Titled Financial Stability Report (FSR) of June 2022, the report was prepared by BoB in collaboration with the Ministry of Finance and Economic Development (MFED), the Non-Bank Financial Institutions Regulatory Authority (NBFIRA), the Financial Intelligence Agency (FIA) and the Botswana Stock Exchange Limited (BSEL). It was approved for publication by the Financial Stability Council (FSC), a multi-agency body launched in 2019 to collaborate and exchange information on financial stability issues affecting Botswana’s financial system.
“Total domestic borrowing and guarantees amounted to P25.1 billion (11.7 percent of GDP) in December 2021; substantially below the statutory domestic borrowing limit of 20 percent,” reads the report. “External debt is estimated at 10.9 percent of GDP in the same period, which is also below the 20 percent threshold for Botswana.

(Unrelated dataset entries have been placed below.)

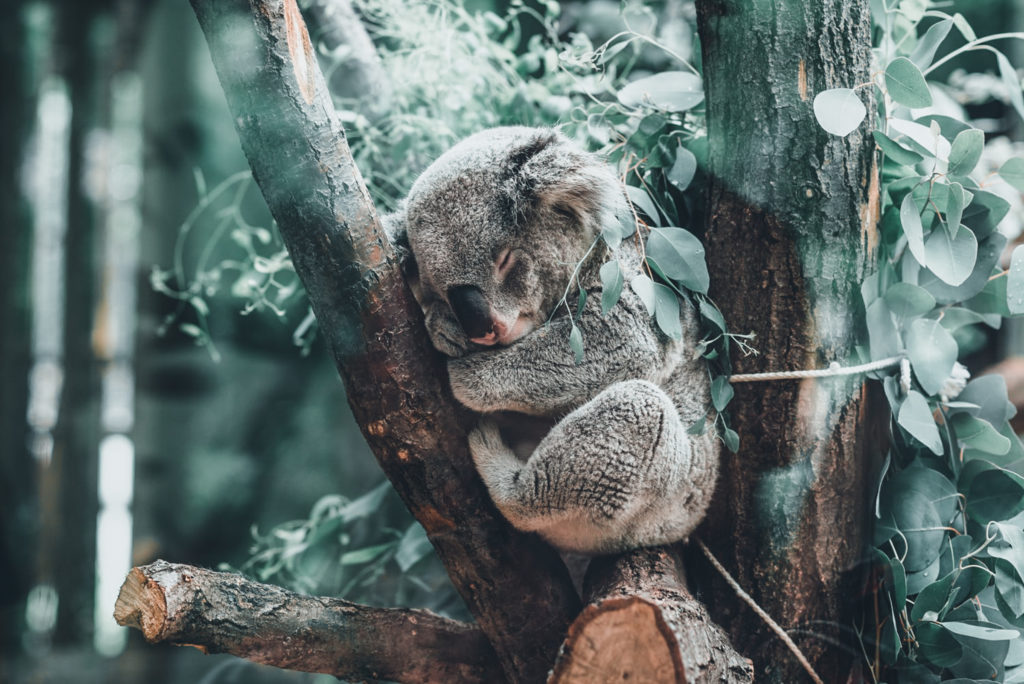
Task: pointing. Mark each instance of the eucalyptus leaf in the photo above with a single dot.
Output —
(1015, 282)
(839, 111)
(951, 258)
(966, 152)
(680, 256)
(915, 418)
(906, 84)
(932, 351)
(683, 169)
(909, 216)
(670, 91)
(611, 285)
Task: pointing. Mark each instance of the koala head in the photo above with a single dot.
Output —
(496, 227)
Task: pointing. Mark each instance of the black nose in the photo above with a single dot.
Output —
(471, 309)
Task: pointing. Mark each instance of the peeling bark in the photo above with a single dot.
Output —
(516, 587)
(219, 612)
(792, 225)
(642, 625)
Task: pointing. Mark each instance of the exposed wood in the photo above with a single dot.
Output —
(642, 625)
(517, 588)
(218, 612)
(791, 233)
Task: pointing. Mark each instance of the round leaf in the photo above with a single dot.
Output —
(906, 84)
(839, 111)
(671, 91)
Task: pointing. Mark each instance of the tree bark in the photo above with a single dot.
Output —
(516, 587)
(642, 625)
(219, 612)
(791, 234)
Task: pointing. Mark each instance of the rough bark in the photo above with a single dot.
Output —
(219, 612)
(360, 76)
(517, 588)
(791, 233)
(641, 624)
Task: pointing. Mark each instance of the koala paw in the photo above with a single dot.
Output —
(491, 454)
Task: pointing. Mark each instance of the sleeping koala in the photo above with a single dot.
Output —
(491, 234)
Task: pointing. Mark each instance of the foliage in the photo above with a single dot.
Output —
(950, 503)
(365, 550)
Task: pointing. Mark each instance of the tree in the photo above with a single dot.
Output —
(516, 588)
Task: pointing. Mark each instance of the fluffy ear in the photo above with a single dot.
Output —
(550, 173)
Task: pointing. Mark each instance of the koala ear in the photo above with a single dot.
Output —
(394, 226)
(551, 173)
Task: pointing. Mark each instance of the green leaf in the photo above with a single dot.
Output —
(951, 258)
(721, 392)
(639, 197)
(413, 547)
(915, 418)
(365, 555)
(929, 43)
(958, 199)
(895, 151)
(979, 434)
(908, 301)
(979, 630)
(731, 439)
(667, 311)
(932, 351)
(671, 91)
(1015, 282)
(680, 256)
(576, 343)
(909, 217)
(644, 287)
(1010, 80)
(1012, 171)
(966, 151)
(906, 84)
(611, 285)
(839, 111)
(683, 169)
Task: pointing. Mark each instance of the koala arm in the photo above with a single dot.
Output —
(538, 375)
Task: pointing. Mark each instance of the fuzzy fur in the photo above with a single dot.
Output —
(617, 470)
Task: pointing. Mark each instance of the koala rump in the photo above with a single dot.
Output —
(491, 234)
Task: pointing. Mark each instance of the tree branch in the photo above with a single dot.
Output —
(642, 625)
(219, 612)
(516, 587)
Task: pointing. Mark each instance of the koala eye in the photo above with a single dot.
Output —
(504, 261)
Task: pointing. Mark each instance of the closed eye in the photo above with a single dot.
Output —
(504, 261)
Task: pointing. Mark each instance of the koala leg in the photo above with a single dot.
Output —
(619, 472)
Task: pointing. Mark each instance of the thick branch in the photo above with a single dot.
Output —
(518, 589)
(219, 612)
(642, 625)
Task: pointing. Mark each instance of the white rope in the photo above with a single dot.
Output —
(772, 625)
(833, 371)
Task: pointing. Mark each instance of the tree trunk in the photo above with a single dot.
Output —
(791, 233)
(516, 587)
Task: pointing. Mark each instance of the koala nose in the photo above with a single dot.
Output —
(472, 310)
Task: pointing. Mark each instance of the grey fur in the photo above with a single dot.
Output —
(617, 470)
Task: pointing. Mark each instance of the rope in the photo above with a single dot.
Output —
(833, 371)
(794, 648)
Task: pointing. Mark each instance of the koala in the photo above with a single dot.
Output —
(491, 234)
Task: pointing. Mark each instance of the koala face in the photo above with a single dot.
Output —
(496, 226)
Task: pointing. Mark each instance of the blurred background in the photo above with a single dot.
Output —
(164, 393)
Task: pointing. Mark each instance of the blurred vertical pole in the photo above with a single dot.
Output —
(16, 469)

Meanwhile, it is expected that the fiscal impact of the COVID-19 pandemic will be felt until the 2022/2023 fiscal year.”
The FSR indicates that the resultant high budget deficits imply a substantial funding requirement to stimulate economic activity amid the COVID-19 pandemic and bolster the economy’s resilience to future shocks, which is being met through domestic government bond issuance, as well as external borrowing. “During the second half of 2021, Government secured a USD250 million (P2.8 billion) loan under the Programmatic Economic Resilience and Green Recovery Development Policy Loan, International Bank for Reconstruction and Development (IBRD), for financing of economic recovery,” shows the report.

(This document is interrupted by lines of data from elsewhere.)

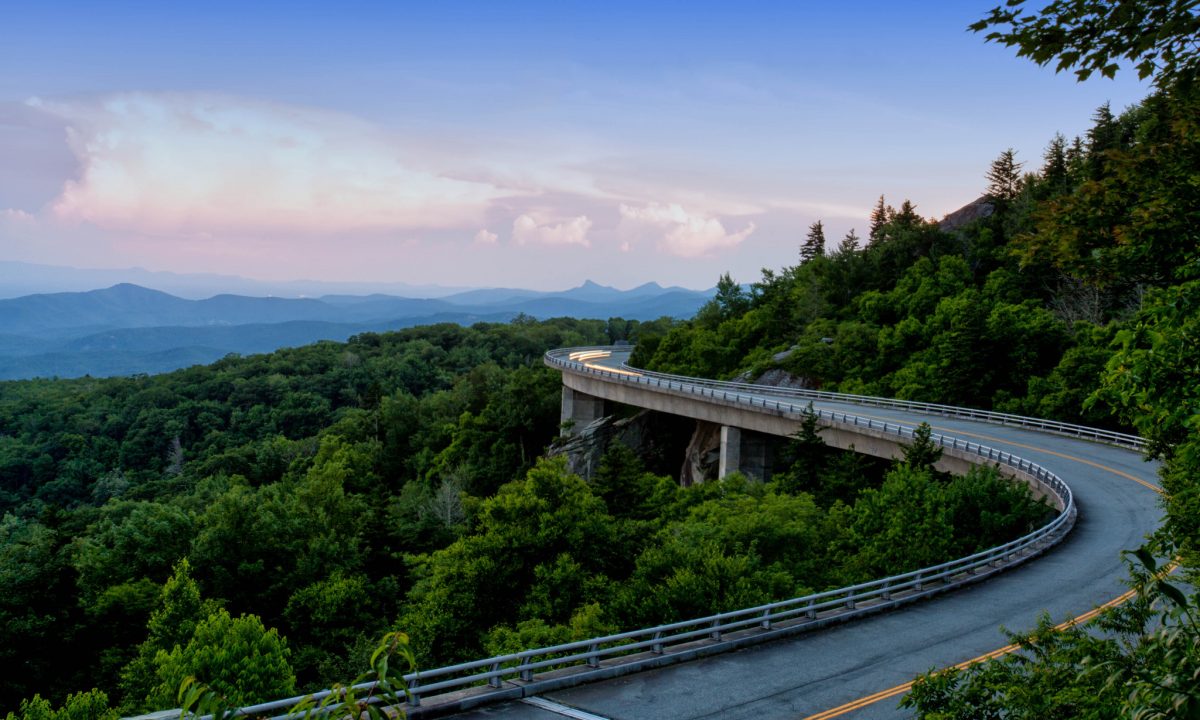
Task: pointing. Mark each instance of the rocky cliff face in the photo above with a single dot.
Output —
(654, 437)
(702, 457)
(967, 214)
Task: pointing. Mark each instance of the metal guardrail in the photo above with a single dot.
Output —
(647, 646)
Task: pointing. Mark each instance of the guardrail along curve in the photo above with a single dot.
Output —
(516, 675)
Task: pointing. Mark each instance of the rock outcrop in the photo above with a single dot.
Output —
(702, 457)
(967, 214)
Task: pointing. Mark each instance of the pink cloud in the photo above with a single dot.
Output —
(526, 229)
(192, 162)
(682, 232)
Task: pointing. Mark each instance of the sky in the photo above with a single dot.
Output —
(499, 144)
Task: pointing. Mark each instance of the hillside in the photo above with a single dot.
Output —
(129, 329)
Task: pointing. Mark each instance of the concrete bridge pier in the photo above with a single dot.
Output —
(581, 409)
(745, 451)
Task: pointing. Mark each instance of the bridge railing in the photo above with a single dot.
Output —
(562, 359)
(511, 675)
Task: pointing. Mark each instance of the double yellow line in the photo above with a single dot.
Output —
(862, 702)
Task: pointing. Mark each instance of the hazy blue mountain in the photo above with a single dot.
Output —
(129, 329)
(27, 279)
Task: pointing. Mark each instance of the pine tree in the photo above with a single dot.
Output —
(849, 244)
(880, 217)
(814, 245)
(1005, 177)
(1054, 168)
(907, 215)
(1103, 135)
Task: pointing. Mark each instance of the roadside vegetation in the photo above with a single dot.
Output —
(262, 521)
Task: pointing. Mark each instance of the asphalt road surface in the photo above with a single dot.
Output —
(838, 671)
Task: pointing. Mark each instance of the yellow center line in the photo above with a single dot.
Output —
(1035, 448)
(1009, 648)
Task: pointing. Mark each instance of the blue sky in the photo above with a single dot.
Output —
(529, 144)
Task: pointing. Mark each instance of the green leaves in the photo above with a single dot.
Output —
(1091, 36)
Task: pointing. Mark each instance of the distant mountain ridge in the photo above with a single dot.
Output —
(130, 329)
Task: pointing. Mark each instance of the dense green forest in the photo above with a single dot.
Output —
(262, 521)
(1077, 299)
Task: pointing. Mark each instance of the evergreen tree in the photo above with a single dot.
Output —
(1103, 136)
(907, 215)
(1005, 177)
(880, 217)
(849, 244)
(1054, 168)
(814, 244)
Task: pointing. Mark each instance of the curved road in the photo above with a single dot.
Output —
(858, 670)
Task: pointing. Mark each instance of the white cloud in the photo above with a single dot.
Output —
(195, 162)
(526, 229)
(681, 232)
(15, 216)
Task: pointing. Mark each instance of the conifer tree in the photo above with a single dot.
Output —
(907, 215)
(1005, 177)
(814, 244)
(1054, 168)
(880, 217)
(849, 244)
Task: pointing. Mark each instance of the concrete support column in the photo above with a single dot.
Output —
(743, 451)
(581, 409)
(731, 451)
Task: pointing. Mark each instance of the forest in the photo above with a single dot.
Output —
(261, 522)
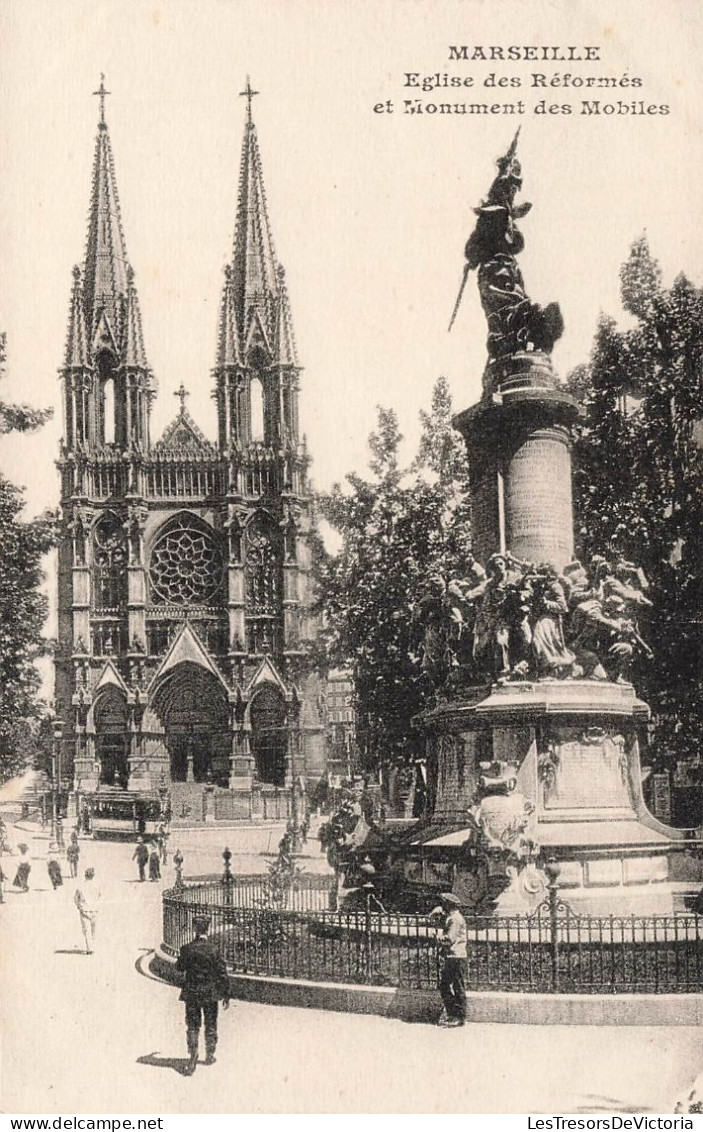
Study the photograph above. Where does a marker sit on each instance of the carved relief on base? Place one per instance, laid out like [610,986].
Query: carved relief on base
[584,768]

The report further reads that the country’s long-term borrowing costs are likely to be positively affected by the upgrade from the ‘negative’ to ‘stable’ outlook conferred by S&P Global Ratings (S&P) in September 2021.

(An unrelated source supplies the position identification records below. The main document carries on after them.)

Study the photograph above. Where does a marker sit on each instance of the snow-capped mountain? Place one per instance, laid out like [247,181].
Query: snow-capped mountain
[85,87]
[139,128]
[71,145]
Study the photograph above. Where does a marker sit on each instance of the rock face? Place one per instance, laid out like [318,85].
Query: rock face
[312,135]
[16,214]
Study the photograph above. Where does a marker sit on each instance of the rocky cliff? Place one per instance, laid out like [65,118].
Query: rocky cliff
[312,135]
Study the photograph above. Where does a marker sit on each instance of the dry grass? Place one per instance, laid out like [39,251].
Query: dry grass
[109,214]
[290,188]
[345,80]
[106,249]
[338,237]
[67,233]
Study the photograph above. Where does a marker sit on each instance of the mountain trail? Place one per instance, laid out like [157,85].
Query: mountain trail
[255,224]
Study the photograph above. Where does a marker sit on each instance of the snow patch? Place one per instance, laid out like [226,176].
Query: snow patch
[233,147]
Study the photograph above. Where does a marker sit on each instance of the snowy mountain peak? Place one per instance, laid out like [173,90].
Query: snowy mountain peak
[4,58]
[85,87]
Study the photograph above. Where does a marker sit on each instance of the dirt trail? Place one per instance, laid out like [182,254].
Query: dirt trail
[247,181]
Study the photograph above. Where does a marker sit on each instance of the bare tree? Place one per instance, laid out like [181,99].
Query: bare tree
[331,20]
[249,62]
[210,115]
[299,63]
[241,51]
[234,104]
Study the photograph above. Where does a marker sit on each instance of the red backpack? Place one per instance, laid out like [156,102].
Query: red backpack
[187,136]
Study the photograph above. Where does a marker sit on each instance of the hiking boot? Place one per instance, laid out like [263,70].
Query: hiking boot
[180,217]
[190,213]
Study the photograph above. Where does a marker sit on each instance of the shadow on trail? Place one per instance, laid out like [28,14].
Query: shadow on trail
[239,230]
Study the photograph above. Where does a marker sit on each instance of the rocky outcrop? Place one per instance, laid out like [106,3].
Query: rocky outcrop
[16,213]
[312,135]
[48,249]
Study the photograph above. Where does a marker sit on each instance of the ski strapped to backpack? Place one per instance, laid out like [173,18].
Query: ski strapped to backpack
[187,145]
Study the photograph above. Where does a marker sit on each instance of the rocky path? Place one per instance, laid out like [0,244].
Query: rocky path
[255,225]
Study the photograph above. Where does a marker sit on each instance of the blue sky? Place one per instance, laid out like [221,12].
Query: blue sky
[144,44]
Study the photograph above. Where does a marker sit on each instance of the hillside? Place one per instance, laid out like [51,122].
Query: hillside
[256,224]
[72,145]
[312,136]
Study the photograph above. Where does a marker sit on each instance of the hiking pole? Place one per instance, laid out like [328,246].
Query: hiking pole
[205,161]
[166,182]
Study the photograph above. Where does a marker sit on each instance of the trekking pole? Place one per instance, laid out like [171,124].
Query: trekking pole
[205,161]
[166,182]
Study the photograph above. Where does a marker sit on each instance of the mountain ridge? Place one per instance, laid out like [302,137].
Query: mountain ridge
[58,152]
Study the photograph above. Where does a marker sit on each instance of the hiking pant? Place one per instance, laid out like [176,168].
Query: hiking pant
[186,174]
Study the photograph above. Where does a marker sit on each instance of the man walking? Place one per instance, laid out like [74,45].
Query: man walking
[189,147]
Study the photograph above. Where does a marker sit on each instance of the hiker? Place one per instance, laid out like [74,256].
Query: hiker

“The “stable” outlook is on the backdrop of the anticipated economic recovery, which is to be driven by the expected strong recovery in the diamond market which, in turn, should result in a substantial improvement in performance of the domestic fiscal and external sector,” the report shows. “The rating agency (S&P) also affirmed the sovereign credit ratings for long and short term foreign and domestic currency at “BBB+/A-2”. The ratings are underpinned and supported by the country’s robust and predictable institutional and monetary policy frameworks; modest net general government debt levels and relatively strong net external position; all of which support durable macroeconomic stability.”